Speaking at a press conference in Colombo, Pillay added that calls for an international inquiry are likely to continue unless there is a credible national process to investigate what happened at the end of the war in Sri Lanka.

She also hit out against the government, saying that four years after the end of the war people were still suffering amid signs the country was headed in an authoritarian direction.

“It is important everyone realise that although the fighting is over, the suffering is not,” Pillay told a news conference at the end of a controversial fact-finding mission to assess Sri Lanka’s progress after the 26-year war.

“I’m deeply concerned that Sri Lanka, despite the opportunity provided by the end of the war to construct a new vibrant, all-embracing state, is showing signs of heading in an increasingly authoritarian direction.”

Pillay visited the former northern war zones in Jaffna, Kilinochchi, Mullaitivu and the eastern district of Trincomalee, and met leaders in the capital of Colombo.

The visit has sparked demonstrations for and against her mission.

Sri Lankan President Mahinda Rajapaksa told her on Friday that his people believed the UN is a biased organisation, and a report she was due to release next month had already prejudged the country.

Pillay further said that President Rajapaksa had apologised to her, for the “deeply offensive remarks” made against her by some ministers and others.

Navanethem Pillay said the president apologised when she had said that such “wildly incorrect and deeply offensive” statements were never made in any of the 60 countries she had previously visited as UNHCHR.
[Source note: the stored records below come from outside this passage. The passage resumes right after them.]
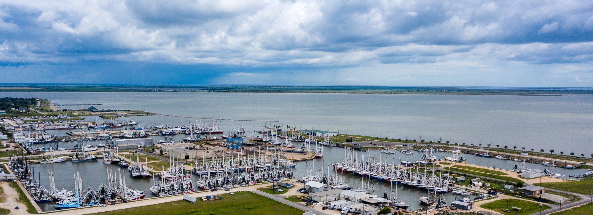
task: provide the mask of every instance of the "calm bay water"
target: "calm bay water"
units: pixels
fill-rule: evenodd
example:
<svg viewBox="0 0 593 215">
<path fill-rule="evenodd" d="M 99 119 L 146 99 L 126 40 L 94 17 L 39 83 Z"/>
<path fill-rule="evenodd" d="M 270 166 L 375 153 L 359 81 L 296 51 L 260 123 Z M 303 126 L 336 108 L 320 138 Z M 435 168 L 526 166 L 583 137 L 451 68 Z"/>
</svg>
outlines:
<svg viewBox="0 0 593 215">
<path fill-rule="evenodd" d="M 100 103 L 100 108 L 141 109 L 160 114 L 238 120 L 251 130 L 289 125 L 301 129 L 390 138 L 503 145 L 593 153 L 593 96 L 496 96 L 343 94 L 183 92 L 3 92 L 0 97 L 39 97 L 60 104 Z M 78 109 L 85 106 L 65 108 Z M 180 118 L 136 118 L 177 125 Z M 189 119 L 184 121 L 187 121 Z M 237 129 L 239 122 L 224 121 Z M 147 124 L 148 127 L 150 124 Z"/>
<path fill-rule="evenodd" d="M 593 134 L 593 97 L 575 96 L 486 96 L 457 95 L 368 95 L 341 94 L 244 94 L 177 92 L 50 92 L 0 93 L 0 97 L 39 97 L 60 104 L 103 104 L 99 108 L 141 109 L 156 113 L 215 118 L 278 121 L 260 122 L 222 121 L 222 129 L 235 131 L 240 123 L 247 130 L 261 130 L 262 126 L 289 125 L 298 129 L 338 131 L 340 133 L 382 136 L 390 138 L 426 140 L 449 140 L 477 145 L 506 145 L 527 150 L 554 149 L 565 154 L 575 152 L 593 153 L 591 137 Z M 79 109 L 86 106 L 66 106 Z M 121 118 L 129 120 L 132 117 Z M 160 124 L 177 126 L 188 123 L 189 119 L 161 115 L 135 117 L 141 126 L 152 127 Z M 181 122 L 180 121 L 182 120 Z M 232 127 L 232 128 L 231 128 Z M 52 132 L 54 132 L 52 131 Z M 55 131 L 55 132 L 60 132 Z M 173 136 L 181 140 L 185 135 Z M 156 140 L 161 136 L 151 137 Z M 104 140 L 89 142 L 95 145 Z M 87 143 L 85 143 L 87 144 Z M 75 143 L 59 143 L 72 147 Z M 300 146 L 300 143 L 296 143 Z M 378 152 L 372 151 L 371 155 Z M 343 159 L 344 149 L 326 148 L 324 159 L 318 161 L 316 168 Z M 437 153 L 439 157 L 445 153 Z M 396 160 L 417 160 L 421 155 L 388 155 Z M 497 168 L 511 169 L 512 161 L 467 155 L 468 162 Z M 295 169 L 297 178 L 307 173 L 305 166 L 312 162 L 299 162 Z M 47 171 L 53 170 L 59 188 L 71 190 L 74 174 L 81 172 L 85 185 L 96 188 L 104 182 L 106 165 L 96 162 L 36 165 L 43 184 L 47 183 Z M 117 165 L 110 165 L 117 168 Z M 543 169 L 545 166 L 527 163 L 528 168 Z M 333 171 L 332 168 L 330 168 Z M 565 175 L 580 174 L 582 169 L 556 168 Z M 129 185 L 149 192 L 151 179 L 129 179 Z M 360 188 L 361 177 L 345 174 L 345 181 Z M 372 182 L 375 194 L 389 191 L 389 185 Z M 398 197 L 412 205 L 410 209 L 421 207 L 417 196 L 425 191 L 399 187 Z M 147 197 L 152 197 L 148 194 Z M 455 196 L 446 194 L 448 202 Z M 53 203 L 42 204 L 44 210 L 52 210 Z"/>
</svg>

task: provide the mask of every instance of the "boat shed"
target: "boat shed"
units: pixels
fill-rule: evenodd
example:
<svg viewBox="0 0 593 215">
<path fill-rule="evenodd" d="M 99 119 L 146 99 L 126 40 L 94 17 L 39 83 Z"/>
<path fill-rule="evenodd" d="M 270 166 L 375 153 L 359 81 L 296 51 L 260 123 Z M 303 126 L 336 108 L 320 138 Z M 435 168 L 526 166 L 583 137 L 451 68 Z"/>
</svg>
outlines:
<svg viewBox="0 0 593 215">
<path fill-rule="evenodd" d="M 309 181 L 305 184 L 305 190 L 307 190 L 309 192 L 318 192 L 331 190 L 331 187 L 315 181 Z"/>
<path fill-rule="evenodd" d="M 371 195 L 362 192 L 357 192 L 350 190 L 346 190 L 340 194 L 342 198 L 348 200 L 352 201 L 359 202 L 362 199 L 368 198 Z"/>
<path fill-rule="evenodd" d="M 162 146 L 161 146 L 161 148 L 162 149 L 163 151 L 168 152 L 170 150 L 173 149 L 189 149 L 190 148 L 194 147 L 196 146 L 197 145 L 193 143 L 183 143 L 183 144 L 175 144 L 167 146 L 163 145 Z"/>
<path fill-rule="evenodd" d="M 309 194 L 309 198 L 317 201 L 335 201 L 340 199 L 340 189 L 330 190 L 325 191 L 313 192 Z"/>
<path fill-rule="evenodd" d="M 375 206 L 377 204 L 389 203 L 391 202 L 391 200 L 383 198 L 365 198 L 361 199 L 361 200 L 362 200 L 363 203 Z"/>
<path fill-rule="evenodd" d="M 538 195 L 546 192 L 546 188 L 540 186 L 529 185 L 519 188 L 519 191 L 525 194 Z"/>
<path fill-rule="evenodd" d="M 186 149 L 172 149 L 169 154 L 177 160 L 196 159 L 196 151 Z"/>
<path fill-rule="evenodd" d="M 305 135 L 313 135 L 317 137 L 332 137 L 337 136 L 337 132 L 322 131 L 319 130 L 301 130 L 299 132 Z"/>
<path fill-rule="evenodd" d="M 451 203 L 451 206 L 457 207 L 457 209 L 465 210 L 471 210 L 471 203 L 467 203 L 459 201 L 453 201 L 453 202 Z"/>
<path fill-rule="evenodd" d="M 541 173 L 533 169 L 528 169 L 521 173 L 521 177 L 525 178 L 534 178 L 541 177 Z"/>
<path fill-rule="evenodd" d="M 124 139 L 113 140 L 113 143 L 117 146 L 118 148 L 120 145 L 136 145 L 136 147 L 135 147 L 136 148 L 138 146 L 140 146 L 140 147 L 152 146 L 154 145 L 154 140 L 151 137 Z"/>
</svg>

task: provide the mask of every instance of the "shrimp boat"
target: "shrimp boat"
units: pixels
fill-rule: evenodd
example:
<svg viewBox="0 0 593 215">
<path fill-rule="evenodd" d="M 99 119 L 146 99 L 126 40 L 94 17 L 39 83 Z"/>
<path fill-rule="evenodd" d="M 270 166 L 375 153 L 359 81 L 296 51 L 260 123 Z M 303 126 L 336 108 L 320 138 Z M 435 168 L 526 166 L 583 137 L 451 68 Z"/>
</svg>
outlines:
<svg viewBox="0 0 593 215">
<path fill-rule="evenodd" d="M 150 187 L 151 192 L 157 196 L 165 196 L 170 195 L 177 195 L 184 193 L 193 192 L 196 189 L 193 187 L 192 181 L 192 174 L 189 174 L 186 177 L 184 175 L 185 169 L 180 172 L 177 170 L 177 166 L 181 166 L 174 163 L 170 165 L 170 168 L 166 172 L 170 174 L 167 177 L 161 177 L 160 179 L 155 179 L 152 176 L 152 181 L 154 185 Z M 161 169 L 164 168 L 164 166 L 161 166 Z"/>
<path fill-rule="evenodd" d="M 84 145 L 84 140 L 82 141 L 82 144 L 81 145 Z M 95 148 L 96 149 L 96 148 Z M 97 155 L 87 154 L 86 149 L 84 147 L 82 147 L 82 152 L 79 153 L 78 152 L 74 154 L 72 156 L 72 162 L 84 162 L 84 161 L 91 161 L 97 160 Z"/>
<path fill-rule="evenodd" d="M 61 200 L 58 204 L 52 207 L 56 209 L 68 209 L 100 204 L 94 192 L 90 188 L 82 190 L 82 179 L 80 177 L 80 174 L 76 172 L 76 175 L 74 176 L 74 197 Z"/>
<path fill-rule="evenodd" d="M 43 155 L 43 158 L 42 158 L 40 162 L 41 163 L 53 163 L 66 161 L 65 158 L 53 155 L 53 149 L 51 146 L 49 147 L 49 156 Z"/>
<path fill-rule="evenodd" d="M 144 193 L 144 191 L 139 191 L 131 187 L 126 186 L 124 172 L 117 172 L 116 174 L 108 170 L 107 184 L 101 184 L 97 191 L 97 193 L 103 195 L 105 203 L 117 203 L 144 198 L 146 195 Z"/>
</svg>

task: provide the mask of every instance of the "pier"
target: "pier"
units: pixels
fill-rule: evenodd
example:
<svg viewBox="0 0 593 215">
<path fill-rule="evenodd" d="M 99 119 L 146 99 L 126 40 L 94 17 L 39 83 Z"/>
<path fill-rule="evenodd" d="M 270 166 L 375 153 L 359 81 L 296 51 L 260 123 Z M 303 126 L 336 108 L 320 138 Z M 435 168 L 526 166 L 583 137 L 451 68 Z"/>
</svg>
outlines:
<svg viewBox="0 0 593 215">
<path fill-rule="evenodd" d="M 52 104 L 52 106 L 89 106 L 89 105 L 103 105 L 103 104 Z"/>
</svg>

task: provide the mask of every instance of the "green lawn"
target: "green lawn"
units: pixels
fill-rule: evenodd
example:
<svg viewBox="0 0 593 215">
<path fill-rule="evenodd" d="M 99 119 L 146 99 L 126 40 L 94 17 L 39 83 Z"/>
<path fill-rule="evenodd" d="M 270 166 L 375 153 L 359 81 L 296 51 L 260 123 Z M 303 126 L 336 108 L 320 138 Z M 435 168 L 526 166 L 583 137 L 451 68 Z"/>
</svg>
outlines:
<svg viewBox="0 0 593 215">
<path fill-rule="evenodd" d="M 138 155 L 130 155 L 129 154 L 128 155 L 124 154 L 124 155 L 122 155 L 122 156 L 125 156 L 126 158 L 127 158 L 127 159 L 130 159 L 132 161 L 138 161 Z M 130 157 L 132 157 L 132 158 L 130 159 Z M 162 161 L 160 159 L 159 159 L 158 158 L 155 157 L 154 156 L 149 156 L 149 155 L 140 155 L 140 161 L 142 161 L 143 163 L 146 162 L 146 158 L 147 157 L 148 158 L 148 162 L 157 161 Z M 148 163 L 148 164 L 150 165 L 150 163 Z"/>
<path fill-rule="evenodd" d="M 496 200 L 491 203 L 488 203 L 480 206 L 481 207 L 495 210 L 498 213 L 505 215 L 527 215 L 538 212 L 540 211 L 540 204 L 533 201 L 517 200 L 514 198 L 507 198 L 504 200 Z M 520 212 L 514 211 L 511 207 L 515 207 L 521 208 Z M 508 209 L 510 212 L 505 212 L 503 210 Z M 545 204 L 541 206 L 541 210 L 551 208 L 550 206 Z"/>
<path fill-rule="evenodd" d="M 29 199 L 27 198 L 27 194 L 24 192 L 23 192 L 23 190 L 18 187 L 18 184 L 17 182 L 9 182 L 8 185 L 12 187 L 14 190 L 17 191 L 18 193 L 18 197 L 17 198 L 17 201 L 27 206 L 27 212 L 31 214 L 38 214 L 37 210 L 35 210 L 35 207 L 33 207 L 33 204 L 29 201 Z"/>
<path fill-rule="evenodd" d="M 275 186 L 275 185 L 270 185 L 270 186 L 267 186 L 267 187 L 260 187 L 260 188 L 257 188 L 257 190 L 259 190 L 259 191 L 264 192 L 267 192 L 267 193 L 269 193 L 269 194 L 282 194 L 286 193 L 286 192 L 288 192 L 289 190 L 291 190 L 291 189 L 292 189 L 292 188 L 295 188 L 294 187 L 292 187 L 291 188 L 285 188 L 285 187 L 280 187 L 280 186 L 278 186 L 278 187 L 280 188 L 280 190 L 282 190 L 282 192 L 279 192 L 278 191 L 276 190 L 276 189 L 274 189 L 274 190 L 270 189 L 272 187 L 274 187 L 274 186 Z"/>
<path fill-rule="evenodd" d="M 447 170 L 447 169 L 449 169 L 449 168 L 445 168 L 445 170 Z M 505 176 L 500 176 L 500 175 L 495 175 L 493 176 L 492 174 L 487 174 L 487 173 L 485 173 L 485 172 L 482 172 L 472 171 L 470 171 L 470 170 L 467 170 L 467 169 L 458 169 L 458 168 L 451 168 L 451 171 L 457 172 L 458 174 L 460 174 L 461 175 L 463 175 L 463 174 L 464 174 L 464 173 L 467 173 L 468 174 L 471 174 L 471 175 L 477 175 L 479 177 L 488 177 L 488 178 L 495 178 L 495 179 L 500 179 L 500 180 L 508 181 L 511 181 L 511 182 L 515 182 L 515 183 L 524 183 L 522 181 L 519 180 L 519 179 L 517 179 L 517 178 L 511 178 L 511 177 L 505 177 Z"/>
<path fill-rule="evenodd" d="M 301 215 L 303 213 L 302 210 L 251 192 L 235 192 L 235 195 L 225 194 L 219 196 L 222 199 L 215 201 L 202 201 L 199 198 L 196 203 L 176 201 L 93 214 Z"/>
<path fill-rule="evenodd" d="M 584 204 L 582 206 L 562 211 L 564 215 L 593 215 L 593 206 L 591 203 Z M 556 212 L 550 215 L 560 215 L 560 213 Z"/>
<path fill-rule="evenodd" d="M 478 171 L 478 172 L 482 172 L 487 173 L 487 174 L 492 174 L 492 172 L 494 172 L 495 175 L 509 175 L 509 174 L 507 174 L 504 173 L 504 172 L 498 172 L 498 171 L 493 171 L 492 169 L 485 169 L 485 168 L 480 168 L 473 167 L 473 166 L 464 166 L 464 165 L 453 165 L 453 166 L 451 166 L 452 167 L 454 167 L 454 168 L 457 168 L 466 169 L 472 170 L 472 171 Z"/>
<path fill-rule="evenodd" d="M 148 171 L 154 170 L 155 171 L 162 171 L 167 170 L 169 168 L 170 163 L 168 161 L 158 161 L 152 163 L 148 163 Z M 162 166 L 161 166 L 162 165 Z M 164 167 L 162 169 L 161 167 Z"/>
<path fill-rule="evenodd" d="M 298 197 L 298 196 L 301 197 L 301 198 L 296 198 L 296 197 Z M 299 203 L 299 202 L 302 201 L 302 200 L 303 198 L 307 198 L 307 195 L 291 195 L 289 197 L 284 198 L 284 199 L 285 199 L 286 200 L 288 200 L 288 201 L 294 201 L 294 202 L 296 202 L 296 203 Z"/>
<path fill-rule="evenodd" d="M 593 192 L 593 178 L 585 178 L 562 182 L 535 183 L 535 185 L 565 191 L 590 194 Z"/>
</svg>

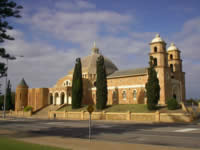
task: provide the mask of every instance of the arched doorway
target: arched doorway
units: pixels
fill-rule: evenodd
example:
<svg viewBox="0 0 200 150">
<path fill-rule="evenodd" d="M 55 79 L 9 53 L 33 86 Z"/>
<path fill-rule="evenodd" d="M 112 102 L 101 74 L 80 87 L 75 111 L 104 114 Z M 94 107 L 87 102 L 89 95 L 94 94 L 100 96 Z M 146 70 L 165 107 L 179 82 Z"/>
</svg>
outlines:
<svg viewBox="0 0 200 150">
<path fill-rule="evenodd" d="M 60 103 L 61 103 L 61 105 L 65 103 L 65 93 L 64 92 L 61 93 L 61 102 Z"/>
<path fill-rule="evenodd" d="M 179 86 L 174 86 L 174 87 L 173 87 L 172 97 L 173 97 L 174 99 L 176 99 L 178 103 L 181 102 L 180 88 L 179 88 Z"/>
<path fill-rule="evenodd" d="M 50 101 L 49 101 L 49 104 L 53 104 L 53 94 L 52 93 L 50 93 Z"/>
<path fill-rule="evenodd" d="M 58 93 L 55 93 L 55 102 L 54 104 L 59 104 L 59 95 Z"/>
</svg>

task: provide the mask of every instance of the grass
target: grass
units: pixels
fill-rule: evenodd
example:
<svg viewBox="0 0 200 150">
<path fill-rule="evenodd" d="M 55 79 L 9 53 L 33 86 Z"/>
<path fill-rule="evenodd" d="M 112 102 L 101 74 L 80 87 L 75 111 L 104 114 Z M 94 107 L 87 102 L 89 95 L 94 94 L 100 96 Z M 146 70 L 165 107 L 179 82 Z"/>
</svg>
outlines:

She said that three ministers and various propagandists had, on the basis of her Indian Tamil heritage, described her as a “tool of the LTTE”, and as a “Tamil Tigress in the UN”. These people had really “gone over the top”, Pillay said.

Portraying herself as impartial, she described the LTTE as a “murderous organisation” and recalled that she had visited Lanka in 2000 to pay homage to Dr Neelan Tiruchelvan, assassinated by the LTTE in 1999.

She pointed out that in every UN statement it had been said that crimes by both the government and the LTTE should be credibly investigated and had offered her office’s support for the probe.

Pillay said that she would “closely examine” the government’s report on the implementation of the recommendations of the Lessons Learnt and Reconciliation Commission (LLRC) and report to the UNHRC.

On the issue of the militarisation of the administration of the Tamil-speaking North, Pillay said that the involvement of the military was much greater than needed, and that people saw it as “oppressive and intrusive.”

She also called for a Right to Information Act; the restoration of the Independent Commissions to oversee the work of key government institutions; and devolution of power.